狂気の王と永遠の愛(接吻)を 【第一部 センスイ編収録版】
✿ショートストーリー☆キュリオの願望?そのLXⅣ
「あぁ、もちろんだよ…。余計な摩擦を生み出さないためにも努力は惜しまないつもりさ」
泣き崩れるアオイの頭を抱きかかえるようにセシエルは片膝を付きながら話続ける。
「今のキュリオは自我が勝っている…。あのままではいつか民と衝突してしまうかもしれない。己の明確な意志と、相手の気持ちに気づかなければ…歩み寄る事など不可能だからね」
「…民が多ければ多いほどまとめるのは難しくなる。平和とは個人の視点によって様々だからね。時には王が直接手を下す事も考えなくてはならないだろう」
「…はい…」
「そして、決断を誤る事は絶対に許されない。独裁にならないためにも普段の生活の中で…キュリオにそれを身につけさせようと考えていたのだが、なかなかそのような機会に恵まれていなくてね」
セシエルが言いたいのは現時点で悠久に争いの兆候はなく、ただ…心を通わせ、思いやる相手がキュリオに存在していないことが悩みの種だというのだろう。
「セシエル様…」
「…なんだい?」
顔を上げたアオイの眼差しはまだ涙に濡れて光っている。そして若葉色の彼の瞳を見つめながら静かに呟いた。

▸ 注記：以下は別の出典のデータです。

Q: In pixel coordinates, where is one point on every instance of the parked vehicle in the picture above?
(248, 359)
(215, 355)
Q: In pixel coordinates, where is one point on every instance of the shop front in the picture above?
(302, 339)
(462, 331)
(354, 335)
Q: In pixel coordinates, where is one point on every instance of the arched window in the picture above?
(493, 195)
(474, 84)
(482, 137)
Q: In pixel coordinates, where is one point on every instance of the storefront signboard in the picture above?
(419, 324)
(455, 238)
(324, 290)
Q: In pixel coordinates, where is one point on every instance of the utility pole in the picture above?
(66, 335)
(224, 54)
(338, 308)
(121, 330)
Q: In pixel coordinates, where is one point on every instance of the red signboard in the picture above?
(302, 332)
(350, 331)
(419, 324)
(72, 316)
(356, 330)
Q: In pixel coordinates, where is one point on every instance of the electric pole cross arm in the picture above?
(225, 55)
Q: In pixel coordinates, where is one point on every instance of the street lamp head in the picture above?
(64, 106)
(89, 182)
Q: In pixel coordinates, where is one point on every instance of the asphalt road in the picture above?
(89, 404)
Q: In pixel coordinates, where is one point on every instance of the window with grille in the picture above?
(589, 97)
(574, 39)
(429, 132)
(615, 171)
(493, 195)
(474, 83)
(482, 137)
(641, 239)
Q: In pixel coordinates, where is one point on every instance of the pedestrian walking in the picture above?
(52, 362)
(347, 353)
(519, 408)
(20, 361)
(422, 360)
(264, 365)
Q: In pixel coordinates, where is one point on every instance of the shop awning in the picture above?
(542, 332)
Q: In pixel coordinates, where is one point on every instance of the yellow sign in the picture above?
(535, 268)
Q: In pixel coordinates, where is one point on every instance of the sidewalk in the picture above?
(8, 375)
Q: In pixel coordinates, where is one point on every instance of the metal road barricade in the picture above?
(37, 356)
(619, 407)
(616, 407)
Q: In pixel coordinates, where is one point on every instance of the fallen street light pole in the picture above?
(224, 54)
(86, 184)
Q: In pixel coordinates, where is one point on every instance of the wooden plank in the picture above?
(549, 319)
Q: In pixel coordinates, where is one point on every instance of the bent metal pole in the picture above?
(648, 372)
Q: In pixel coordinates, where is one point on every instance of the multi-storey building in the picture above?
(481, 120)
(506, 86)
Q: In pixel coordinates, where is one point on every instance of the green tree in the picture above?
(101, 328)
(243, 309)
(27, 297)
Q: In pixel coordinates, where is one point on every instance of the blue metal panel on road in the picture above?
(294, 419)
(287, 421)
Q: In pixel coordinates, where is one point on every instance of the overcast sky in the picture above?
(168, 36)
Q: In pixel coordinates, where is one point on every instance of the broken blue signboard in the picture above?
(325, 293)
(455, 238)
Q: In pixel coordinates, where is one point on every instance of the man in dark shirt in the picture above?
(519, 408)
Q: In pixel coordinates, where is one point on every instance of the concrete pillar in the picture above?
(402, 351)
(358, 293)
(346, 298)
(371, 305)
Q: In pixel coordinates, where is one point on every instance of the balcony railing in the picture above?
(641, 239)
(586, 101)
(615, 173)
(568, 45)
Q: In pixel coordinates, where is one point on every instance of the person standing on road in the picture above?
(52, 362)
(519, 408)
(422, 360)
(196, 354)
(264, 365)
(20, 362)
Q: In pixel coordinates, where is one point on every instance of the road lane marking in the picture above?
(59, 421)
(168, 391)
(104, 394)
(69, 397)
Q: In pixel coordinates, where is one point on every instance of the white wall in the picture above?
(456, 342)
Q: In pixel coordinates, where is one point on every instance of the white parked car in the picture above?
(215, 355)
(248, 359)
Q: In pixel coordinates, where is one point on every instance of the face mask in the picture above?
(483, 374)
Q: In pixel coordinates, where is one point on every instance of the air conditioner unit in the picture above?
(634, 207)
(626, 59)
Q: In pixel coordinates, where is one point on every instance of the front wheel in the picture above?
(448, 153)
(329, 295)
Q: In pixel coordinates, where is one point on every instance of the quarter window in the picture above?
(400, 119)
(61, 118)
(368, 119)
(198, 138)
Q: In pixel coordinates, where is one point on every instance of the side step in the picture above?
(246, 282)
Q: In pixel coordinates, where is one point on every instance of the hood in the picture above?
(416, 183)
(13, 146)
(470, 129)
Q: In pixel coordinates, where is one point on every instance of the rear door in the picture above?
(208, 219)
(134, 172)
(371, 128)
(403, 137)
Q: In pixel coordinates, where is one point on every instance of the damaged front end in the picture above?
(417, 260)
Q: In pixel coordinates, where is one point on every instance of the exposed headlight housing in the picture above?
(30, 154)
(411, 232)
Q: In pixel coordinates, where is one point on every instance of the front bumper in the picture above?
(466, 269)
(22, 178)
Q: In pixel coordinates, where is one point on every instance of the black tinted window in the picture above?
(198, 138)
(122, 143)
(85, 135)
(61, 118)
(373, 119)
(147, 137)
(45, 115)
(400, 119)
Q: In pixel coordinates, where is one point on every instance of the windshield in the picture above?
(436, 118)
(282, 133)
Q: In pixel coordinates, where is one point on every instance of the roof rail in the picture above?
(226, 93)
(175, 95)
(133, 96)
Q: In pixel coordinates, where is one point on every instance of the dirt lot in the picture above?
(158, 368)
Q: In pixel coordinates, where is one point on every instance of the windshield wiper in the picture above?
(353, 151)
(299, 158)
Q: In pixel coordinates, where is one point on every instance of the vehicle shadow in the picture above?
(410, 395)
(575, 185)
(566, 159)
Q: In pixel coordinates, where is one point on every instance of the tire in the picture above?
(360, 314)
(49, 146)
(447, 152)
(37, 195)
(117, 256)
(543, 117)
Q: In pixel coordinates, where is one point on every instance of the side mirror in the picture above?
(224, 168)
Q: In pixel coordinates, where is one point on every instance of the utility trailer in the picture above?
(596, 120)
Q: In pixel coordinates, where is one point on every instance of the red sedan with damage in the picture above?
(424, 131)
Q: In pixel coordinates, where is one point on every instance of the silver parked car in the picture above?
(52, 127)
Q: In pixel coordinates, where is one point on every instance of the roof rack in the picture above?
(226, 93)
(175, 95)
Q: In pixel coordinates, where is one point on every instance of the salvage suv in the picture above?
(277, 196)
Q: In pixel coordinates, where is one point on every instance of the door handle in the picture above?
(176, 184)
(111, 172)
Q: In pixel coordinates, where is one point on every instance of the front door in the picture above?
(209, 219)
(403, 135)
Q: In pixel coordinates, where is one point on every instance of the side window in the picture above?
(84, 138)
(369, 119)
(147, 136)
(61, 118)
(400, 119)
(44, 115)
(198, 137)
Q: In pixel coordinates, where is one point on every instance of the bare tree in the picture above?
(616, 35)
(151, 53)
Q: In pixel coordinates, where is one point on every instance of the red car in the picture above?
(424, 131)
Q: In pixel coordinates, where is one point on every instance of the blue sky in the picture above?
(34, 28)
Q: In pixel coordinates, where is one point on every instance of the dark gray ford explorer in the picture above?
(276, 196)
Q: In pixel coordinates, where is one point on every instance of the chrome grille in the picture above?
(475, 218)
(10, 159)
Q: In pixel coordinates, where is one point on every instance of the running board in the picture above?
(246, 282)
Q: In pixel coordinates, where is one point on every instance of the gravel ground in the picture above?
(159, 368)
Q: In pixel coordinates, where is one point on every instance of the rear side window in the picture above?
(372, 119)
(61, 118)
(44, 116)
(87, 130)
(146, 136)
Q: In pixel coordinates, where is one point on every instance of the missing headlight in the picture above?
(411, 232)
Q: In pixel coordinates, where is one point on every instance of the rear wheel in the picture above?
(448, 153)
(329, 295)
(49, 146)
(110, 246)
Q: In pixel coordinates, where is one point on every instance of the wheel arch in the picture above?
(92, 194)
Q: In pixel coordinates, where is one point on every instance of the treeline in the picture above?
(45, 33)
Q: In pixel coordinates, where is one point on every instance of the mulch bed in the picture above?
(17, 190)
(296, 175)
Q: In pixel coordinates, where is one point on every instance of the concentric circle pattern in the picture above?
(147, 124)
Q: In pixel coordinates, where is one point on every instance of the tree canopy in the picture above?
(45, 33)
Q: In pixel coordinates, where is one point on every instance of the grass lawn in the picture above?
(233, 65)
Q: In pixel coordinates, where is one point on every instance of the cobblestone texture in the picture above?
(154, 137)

「…セシエル様が第一位の王様って、すごくわかる気がします。あ…上から目線でごめんなさい」
ふと気が付いて、萎縮したアオイにセシエルは優しく微笑んだ。
「…貴方が思っている事、すべて聞かせて欲しい。…と、少し前にも言っただろうか?」
彼の白く、長い指先がアオイの涙を連れ去っていく。
「…はい」
小さく笑ったアオイの髪をセシエルは愛おしそうに手櫛で梳いている。
「…セシエル様は感情に流されず、物事の本質を見極める目をお持ちの素晴らしいお方だと思います」
「それは…褒め言葉と受け取っても良いのかな?」
「もちろんです。そして…どんな事があっても、私はセシエル様の味方です」
「……」
アオイのその言葉を聞いたとたん、セシエルの顔から笑みが消えた。
「…セシエル様?」
彼の表情を目にし、不安に駆られたアオイは自分の顔の近くにあるセシエルの手を強く握りしめた。
(もし、命を狙ってきた民が君だったら…私は神剣を振り上げることは出来ないだろうね…)
「大切な人の存在が…諸刃の剣というわけか…」
「え…?」
一度目を閉じ、穏やかな笑みを浮かべたセシエル。
そして物騒な言葉を耳にしたアオイの表情がどんどん沈んでいくのがわかる。
「いや、そんな終わり方も悪くないと思った。それまでの君を独占出来るのなら…尚更ね」
「セシエル様…?」
心配そうにこちらを覗き込む彼女の瞳はとても美しく、清らかだ。
アオイがセシエルの命を狙うなど、万が一にも有りはしないと言い切るには十分すぎるほど誠実な眼差しだった。
「なんでもない、私の独り言さ。それと…ひとつ…」
そういえば…というように彼の視線がアオイの背後にある机へと注がれた。
「君が気に入っているという童話(フェアリーテイル)、実はあの物語…私も何度か読んだことがあるんだ」
「…?」
意図を理解できずにいるアオイはキョトンとした眼差しで彼の言葉に耳を傾けている。
「あの物語で"王は存在していない世界"という記述はない。その説明をしなかっただけかもしれないが…」
「私が初めてあの話を目にした時に感じた事を率直に言おう」
「は、はい…」
あまりにも真剣なセシエルの声色は、たかが童話の思い出話をするにしてはおかしい。自然とアオイの体に緊張が走った。